Due to Wilson’s lenient interpretation of the law he made enemies with Social and Christian Conservatives. On the other side of the political spectrum the Liberals began to criticize Liliʻuokalani for not replacing the hated Bayonet Constitution and Wilson exposed a plot by members of the Liberal Party, calling themselves the Hawaiian Patriotic League, to overthrow the queen and replace the constitution themselves which became known as the Burlesque Conspiracy. Before the elections of 1892 Wilson himself confronted the Queen to create a new constitution, one speculation is that he threatened to lead a mutiny of the armed forces in protest of the 1887 Constitution.

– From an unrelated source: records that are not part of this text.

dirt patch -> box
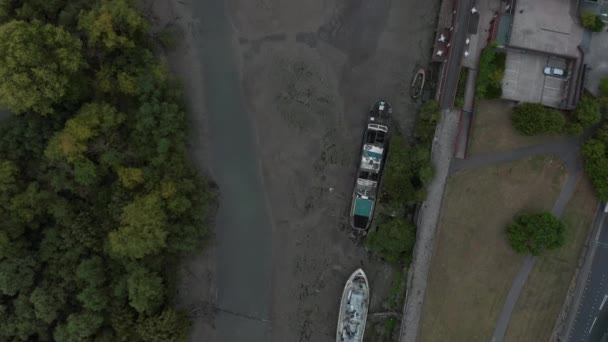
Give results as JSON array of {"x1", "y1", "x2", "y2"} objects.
[
  {"x1": 468, "y1": 99, "x2": 562, "y2": 156},
  {"x1": 420, "y1": 156, "x2": 566, "y2": 341},
  {"x1": 504, "y1": 177, "x2": 598, "y2": 342}
]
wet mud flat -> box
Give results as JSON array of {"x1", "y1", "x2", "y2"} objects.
[{"x1": 144, "y1": 0, "x2": 440, "y2": 340}]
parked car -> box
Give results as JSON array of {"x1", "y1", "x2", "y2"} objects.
[{"x1": 543, "y1": 67, "x2": 565, "y2": 77}]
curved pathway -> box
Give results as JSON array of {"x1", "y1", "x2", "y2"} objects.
[
  {"x1": 450, "y1": 136, "x2": 581, "y2": 175},
  {"x1": 452, "y1": 136, "x2": 583, "y2": 342}
]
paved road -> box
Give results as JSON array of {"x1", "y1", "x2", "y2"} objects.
[
  {"x1": 191, "y1": 1, "x2": 273, "y2": 341},
  {"x1": 440, "y1": 0, "x2": 474, "y2": 109},
  {"x1": 569, "y1": 211, "x2": 608, "y2": 341}
]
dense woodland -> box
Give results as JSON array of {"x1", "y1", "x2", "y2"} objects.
[{"x1": 0, "y1": 0, "x2": 211, "y2": 340}]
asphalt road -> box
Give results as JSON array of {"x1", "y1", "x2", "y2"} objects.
[
  {"x1": 439, "y1": 0, "x2": 474, "y2": 109},
  {"x1": 191, "y1": 1, "x2": 273, "y2": 341},
  {"x1": 569, "y1": 211, "x2": 608, "y2": 342}
]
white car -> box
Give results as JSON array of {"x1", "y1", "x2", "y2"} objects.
[{"x1": 544, "y1": 67, "x2": 565, "y2": 77}]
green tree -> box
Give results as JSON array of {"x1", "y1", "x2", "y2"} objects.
[
  {"x1": 366, "y1": 218, "x2": 416, "y2": 264},
  {"x1": 53, "y1": 311, "x2": 104, "y2": 342},
  {"x1": 45, "y1": 102, "x2": 125, "y2": 162},
  {"x1": 78, "y1": 0, "x2": 146, "y2": 50},
  {"x1": 382, "y1": 135, "x2": 416, "y2": 207},
  {"x1": 3, "y1": 293, "x2": 48, "y2": 340},
  {"x1": 30, "y1": 283, "x2": 67, "y2": 323},
  {"x1": 507, "y1": 212, "x2": 566, "y2": 255},
  {"x1": 109, "y1": 192, "x2": 168, "y2": 259},
  {"x1": 600, "y1": 77, "x2": 608, "y2": 96},
  {"x1": 476, "y1": 43, "x2": 506, "y2": 99},
  {"x1": 117, "y1": 167, "x2": 144, "y2": 189},
  {"x1": 511, "y1": 102, "x2": 566, "y2": 135},
  {"x1": 77, "y1": 285, "x2": 109, "y2": 312},
  {"x1": 574, "y1": 95, "x2": 601, "y2": 128},
  {"x1": 76, "y1": 256, "x2": 105, "y2": 286},
  {"x1": 136, "y1": 308, "x2": 191, "y2": 342},
  {"x1": 127, "y1": 265, "x2": 164, "y2": 314},
  {"x1": 583, "y1": 138, "x2": 608, "y2": 201},
  {"x1": 580, "y1": 11, "x2": 605, "y2": 32},
  {"x1": 0, "y1": 20, "x2": 83, "y2": 114},
  {"x1": 415, "y1": 100, "x2": 440, "y2": 144},
  {"x1": 0, "y1": 256, "x2": 37, "y2": 295}
]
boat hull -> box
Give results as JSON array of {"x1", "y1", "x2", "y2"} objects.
[{"x1": 336, "y1": 269, "x2": 370, "y2": 342}]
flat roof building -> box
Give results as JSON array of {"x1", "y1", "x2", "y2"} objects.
[{"x1": 495, "y1": 0, "x2": 585, "y2": 109}]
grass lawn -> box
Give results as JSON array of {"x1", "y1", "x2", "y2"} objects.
[
  {"x1": 504, "y1": 177, "x2": 598, "y2": 341},
  {"x1": 419, "y1": 156, "x2": 566, "y2": 342},
  {"x1": 468, "y1": 100, "x2": 559, "y2": 156}
]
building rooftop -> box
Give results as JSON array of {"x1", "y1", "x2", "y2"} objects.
[{"x1": 509, "y1": 0, "x2": 583, "y2": 58}]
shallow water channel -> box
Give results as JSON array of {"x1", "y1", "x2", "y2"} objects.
[{"x1": 191, "y1": 1, "x2": 273, "y2": 341}]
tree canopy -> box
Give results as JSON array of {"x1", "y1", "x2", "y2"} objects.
[
  {"x1": 0, "y1": 0, "x2": 210, "y2": 340},
  {"x1": 476, "y1": 42, "x2": 505, "y2": 99},
  {"x1": 0, "y1": 20, "x2": 84, "y2": 114},
  {"x1": 511, "y1": 102, "x2": 566, "y2": 135},
  {"x1": 574, "y1": 95, "x2": 601, "y2": 129},
  {"x1": 580, "y1": 11, "x2": 605, "y2": 32},
  {"x1": 366, "y1": 218, "x2": 417, "y2": 264},
  {"x1": 507, "y1": 212, "x2": 566, "y2": 255}
]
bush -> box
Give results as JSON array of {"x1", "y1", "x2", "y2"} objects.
[
  {"x1": 477, "y1": 42, "x2": 506, "y2": 99},
  {"x1": 580, "y1": 11, "x2": 605, "y2": 32},
  {"x1": 574, "y1": 95, "x2": 601, "y2": 128},
  {"x1": 583, "y1": 137, "x2": 608, "y2": 201},
  {"x1": 366, "y1": 218, "x2": 416, "y2": 264},
  {"x1": 511, "y1": 102, "x2": 566, "y2": 135},
  {"x1": 507, "y1": 212, "x2": 566, "y2": 255},
  {"x1": 415, "y1": 100, "x2": 440, "y2": 144}
]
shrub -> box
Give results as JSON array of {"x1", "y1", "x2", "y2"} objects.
[
  {"x1": 366, "y1": 217, "x2": 416, "y2": 264},
  {"x1": 580, "y1": 11, "x2": 605, "y2": 32},
  {"x1": 583, "y1": 138, "x2": 608, "y2": 201},
  {"x1": 511, "y1": 102, "x2": 565, "y2": 135},
  {"x1": 477, "y1": 43, "x2": 506, "y2": 99},
  {"x1": 507, "y1": 212, "x2": 566, "y2": 255},
  {"x1": 574, "y1": 95, "x2": 601, "y2": 128},
  {"x1": 415, "y1": 100, "x2": 440, "y2": 144}
]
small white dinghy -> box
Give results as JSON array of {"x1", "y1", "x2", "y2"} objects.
[{"x1": 336, "y1": 269, "x2": 370, "y2": 342}]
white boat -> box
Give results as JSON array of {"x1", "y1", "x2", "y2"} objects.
[{"x1": 336, "y1": 269, "x2": 370, "y2": 342}]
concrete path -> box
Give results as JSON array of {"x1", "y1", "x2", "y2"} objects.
[
  {"x1": 450, "y1": 136, "x2": 581, "y2": 174},
  {"x1": 491, "y1": 255, "x2": 538, "y2": 342},
  {"x1": 399, "y1": 109, "x2": 460, "y2": 342}
]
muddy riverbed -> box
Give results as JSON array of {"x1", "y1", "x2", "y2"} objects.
[{"x1": 144, "y1": 0, "x2": 439, "y2": 340}]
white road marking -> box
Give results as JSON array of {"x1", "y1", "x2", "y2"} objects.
[
  {"x1": 600, "y1": 295, "x2": 608, "y2": 310},
  {"x1": 589, "y1": 317, "x2": 597, "y2": 333}
]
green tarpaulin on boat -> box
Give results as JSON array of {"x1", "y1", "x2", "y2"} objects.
[{"x1": 354, "y1": 198, "x2": 373, "y2": 218}]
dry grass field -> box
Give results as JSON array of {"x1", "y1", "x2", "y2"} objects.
[{"x1": 419, "y1": 156, "x2": 566, "y2": 341}]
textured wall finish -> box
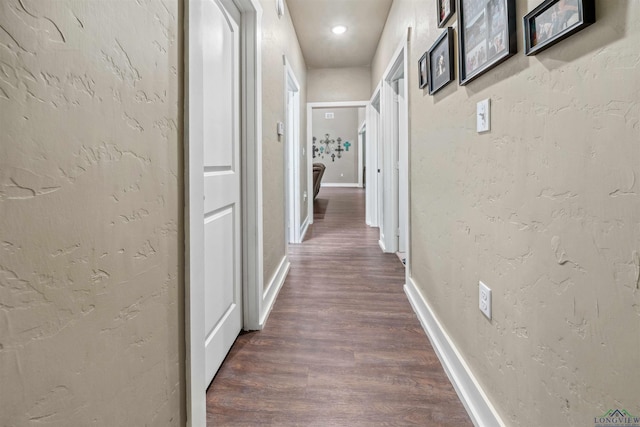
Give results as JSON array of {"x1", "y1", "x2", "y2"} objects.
[
  {"x1": 260, "y1": 0, "x2": 307, "y2": 286},
  {"x1": 307, "y1": 67, "x2": 371, "y2": 103},
  {"x1": 0, "y1": 0, "x2": 184, "y2": 425},
  {"x1": 373, "y1": 0, "x2": 640, "y2": 426}
]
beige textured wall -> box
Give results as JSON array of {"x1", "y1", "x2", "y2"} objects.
[
  {"x1": 373, "y1": 1, "x2": 640, "y2": 425},
  {"x1": 0, "y1": 0, "x2": 184, "y2": 425},
  {"x1": 307, "y1": 67, "x2": 371, "y2": 102},
  {"x1": 261, "y1": 0, "x2": 307, "y2": 285}
]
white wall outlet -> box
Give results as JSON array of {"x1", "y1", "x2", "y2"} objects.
[
  {"x1": 479, "y1": 281, "x2": 492, "y2": 320},
  {"x1": 477, "y1": 98, "x2": 490, "y2": 133}
]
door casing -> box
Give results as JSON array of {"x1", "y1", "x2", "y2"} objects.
[{"x1": 368, "y1": 86, "x2": 381, "y2": 229}]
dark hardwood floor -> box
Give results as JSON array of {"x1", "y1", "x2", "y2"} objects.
[{"x1": 206, "y1": 187, "x2": 472, "y2": 426}]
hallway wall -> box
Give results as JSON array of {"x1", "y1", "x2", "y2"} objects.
[
  {"x1": 372, "y1": 1, "x2": 640, "y2": 425},
  {"x1": 307, "y1": 67, "x2": 371, "y2": 102},
  {"x1": 0, "y1": 0, "x2": 184, "y2": 425},
  {"x1": 260, "y1": 0, "x2": 307, "y2": 292}
]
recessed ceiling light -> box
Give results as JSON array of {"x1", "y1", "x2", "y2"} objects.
[{"x1": 332, "y1": 25, "x2": 347, "y2": 35}]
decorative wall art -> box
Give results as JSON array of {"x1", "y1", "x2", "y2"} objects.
[
  {"x1": 523, "y1": 0, "x2": 595, "y2": 56},
  {"x1": 427, "y1": 28, "x2": 455, "y2": 95},
  {"x1": 418, "y1": 52, "x2": 428, "y2": 89},
  {"x1": 438, "y1": 0, "x2": 456, "y2": 27},
  {"x1": 312, "y1": 134, "x2": 351, "y2": 162},
  {"x1": 457, "y1": 0, "x2": 517, "y2": 85}
]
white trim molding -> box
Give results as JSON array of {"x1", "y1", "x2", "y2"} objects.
[
  {"x1": 367, "y1": 83, "x2": 381, "y2": 228},
  {"x1": 237, "y1": 0, "x2": 264, "y2": 333},
  {"x1": 260, "y1": 255, "x2": 290, "y2": 327},
  {"x1": 404, "y1": 278, "x2": 505, "y2": 427},
  {"x1": 321, "y1": 183, "x2": 360, "y2": 188},
  {"x1": 357, "y1": 120, "x2": 366, "y2": 188}
]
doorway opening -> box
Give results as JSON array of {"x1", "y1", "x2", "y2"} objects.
[
  {"x1": 378, "y1": 34, "x2": 409, "y2": 275},
  {"x1": 285, "y1": 57, "x2": 302, "y2": 244},
  {"x1": 306, "y1": 101, "x2": 368, "y2": 223}
]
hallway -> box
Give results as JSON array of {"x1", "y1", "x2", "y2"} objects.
[{"x1": 206, "y1": 188, "x2": 472, "y2": 426}]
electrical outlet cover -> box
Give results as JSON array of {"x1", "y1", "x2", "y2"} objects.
[{"x1": 479, "y1": 281, "x2": 492, "y2": 320}]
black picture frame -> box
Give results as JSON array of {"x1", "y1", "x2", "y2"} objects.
[
  {"x1": 437, "y1": 0, "x2": 456, "y2": 27},
  {"x1": 523, "y1": 0, "x2": 595, "y2": 56},
  {"x1": 427, "y1": 28, "x2": 455, "y2": 95},
  {"x1": 418, "y1": 52, "x2": 428, "y2": 89},
  {"x1": 457, "y1": 0, "x2": 517, "y2": 85}
]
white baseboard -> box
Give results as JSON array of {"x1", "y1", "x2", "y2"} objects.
[
  {"x1": 321, "y1": 183, "x2": 359, "y2": 188},
  {"x1": 404, "y1": 278, "x2": 505, "y2": 427},
  {"x1": 378, "y1": 239, "x2": 386, "y2": 252},
  {"x1": 300, "y1": 215, "x2": 310, "y2": 242},
  {"x1": 260, "y1": 255, "x2": 290, "y2": 328}
]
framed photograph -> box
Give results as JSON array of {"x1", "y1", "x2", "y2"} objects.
[
  {"x1": 427, "y1": 28, "x2": 455, "y2": 95},
  {"x1": 457, "y1": 0, "x2": 517, "y2": 85},
  {"x1": 523, "y1": 0, "x2": 595, "y2": 56},
  {"x1": 438, "y1": 0, "x2": 456, "y2": 27},
  {"x1": 418, "y1": 52, "x2": 428, "y2": 89}
]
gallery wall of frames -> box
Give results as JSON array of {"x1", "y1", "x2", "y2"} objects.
[{"x1": 420, "y1": 0, "x2": 596, "y2": 94}]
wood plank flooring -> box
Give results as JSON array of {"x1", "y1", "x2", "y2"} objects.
[{"x1": 206, "y1": 187, "x2": 472, "y2": 426}]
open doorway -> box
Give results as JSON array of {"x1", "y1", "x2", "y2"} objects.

After populous pressure Liliʻuokalani began to draft a new constitution. On January 16, 1893 Wilson was tipped off by detectives to another coup to overthrow the Hawaiian monarchy this time by the Committee of Safety, the 13 leaders of the Hawaiian League a group within the Reform Party who had forced the Bayonet Constitution on King David Kalākaua, and were willing to overthrow the monarchy to maintain it. Wilson requested warrants to arrest the 13 member council, of the Committee of Safety, and put the Kingdom under martial law. Because the members had strong political ties with United States Government Minister John L. Stevens, the requests were repeatedly denied by Attorney General Arthur P. Peterson and the Queen’s cabinet, fearing if approved, the arrests would escalate the situation. After a failed negotiation with Thurston, Wilson began to collect his men for the confrontation. Wilson and Captain of the Royal Household Guard, Samuel Nowlein, had rallied a force of 496 men who were kept at hand to protect the Liliʻuokalani, but she surrendered Concerning the wellbeing of her men who were woefully out numbered. Wilson was the last commander of the last garrison to surrender at HPD headquarters. In his battle plan he would have made used of the several artillery pieces and two Gatling machine guns of the royal guard, to compensate for their shortage in numbers.
Government in Exile
Wilson went to Washington D.C. to lobby for the return of the monarchy even when the exiled Kingdom was dissolved in 1895 by Liliʻuokalani. He is regarded as the last of the former government to give up on restoration the Kingdom. Wilson joined the Hawaii Republican Party (formerly the Reform Party) believing it to be the only way to be an effective politician, but was kept a low ranking member. Despite his party affiliation he accused Republicans of denying his son, John, a civil engineer, government contracts because he was a Democrat, after these criticisms his son was given fair consideration and was able to win contracts. Wilson died in Honolulu September 12, 1926.